- Language modeling is usually framed as unsupervised distribution estimation from a set of examples (x1, x2, …, xn) each composed of variable length sequences of symbols(s1, s2, …, sn).
- Learning to perform a single task can be expressed in a probabilistic framework as estimating a conditional distribution p(output|input). Condition not only on the input but also on the task to be performed should model p(output|input, task).
- Language provides a flexible way to specify tasks, inputs, and outputs all as a sequence of symbols.
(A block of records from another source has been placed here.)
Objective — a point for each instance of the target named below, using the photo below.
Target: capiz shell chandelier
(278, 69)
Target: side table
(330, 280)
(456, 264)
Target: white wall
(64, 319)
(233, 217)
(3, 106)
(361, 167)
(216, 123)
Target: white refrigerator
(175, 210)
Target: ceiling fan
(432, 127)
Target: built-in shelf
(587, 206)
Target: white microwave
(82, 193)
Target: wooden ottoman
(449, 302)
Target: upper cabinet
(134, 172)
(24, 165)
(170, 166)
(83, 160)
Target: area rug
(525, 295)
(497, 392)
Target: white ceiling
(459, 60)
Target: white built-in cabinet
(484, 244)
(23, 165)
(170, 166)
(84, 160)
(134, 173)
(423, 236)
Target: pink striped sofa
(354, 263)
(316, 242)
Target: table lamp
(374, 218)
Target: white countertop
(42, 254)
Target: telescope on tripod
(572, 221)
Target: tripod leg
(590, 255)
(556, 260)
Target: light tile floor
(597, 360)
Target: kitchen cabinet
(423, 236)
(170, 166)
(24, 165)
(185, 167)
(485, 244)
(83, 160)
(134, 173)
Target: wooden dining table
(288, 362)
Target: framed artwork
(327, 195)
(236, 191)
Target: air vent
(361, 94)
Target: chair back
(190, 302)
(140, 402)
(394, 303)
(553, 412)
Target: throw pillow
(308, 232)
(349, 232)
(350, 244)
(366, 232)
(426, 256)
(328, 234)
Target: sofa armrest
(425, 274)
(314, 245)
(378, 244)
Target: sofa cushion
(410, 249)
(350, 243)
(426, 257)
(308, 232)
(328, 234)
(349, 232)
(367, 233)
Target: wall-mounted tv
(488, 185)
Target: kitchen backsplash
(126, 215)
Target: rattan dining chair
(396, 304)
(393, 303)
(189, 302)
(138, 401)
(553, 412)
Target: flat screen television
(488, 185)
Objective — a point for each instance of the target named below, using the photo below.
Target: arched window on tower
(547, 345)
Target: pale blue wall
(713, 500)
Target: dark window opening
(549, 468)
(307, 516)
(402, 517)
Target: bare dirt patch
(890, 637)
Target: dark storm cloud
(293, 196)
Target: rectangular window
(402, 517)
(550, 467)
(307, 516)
Language modeling is also able to, in principle, learn the tasks without the need for explicit supervision of which symbols are the outputs to be predicted.
- For example, a translation training example can be written as the sequence (translate to french, english text, french text)
- a reading comprehension training example can be written as (answer the question, document, question, answer).
Slightly over 8 million documents for a total of 40 GB of text.
Byte Pair Encoding (BPE) (Sennrich et al., 2015) is a practical middle ground between character and word level language modeling which effectively interpolates between word level inputs for frequent symbol sequences and character level inputs for infrequent symbol sequences.
- Follows the details of the OpenAI GPT
- Layer normalization was moved to the input of each sub-block and an additional layer normalization was added after the final self-attention block.
- Scale the weights of residual layers at initialization by a factor of 1/√N where N is the number of residual layers.
- The vocabulary is expanded to 50,257. Also increase the context size from 512 to 1024 tokens and a larger batch size of 512 is used.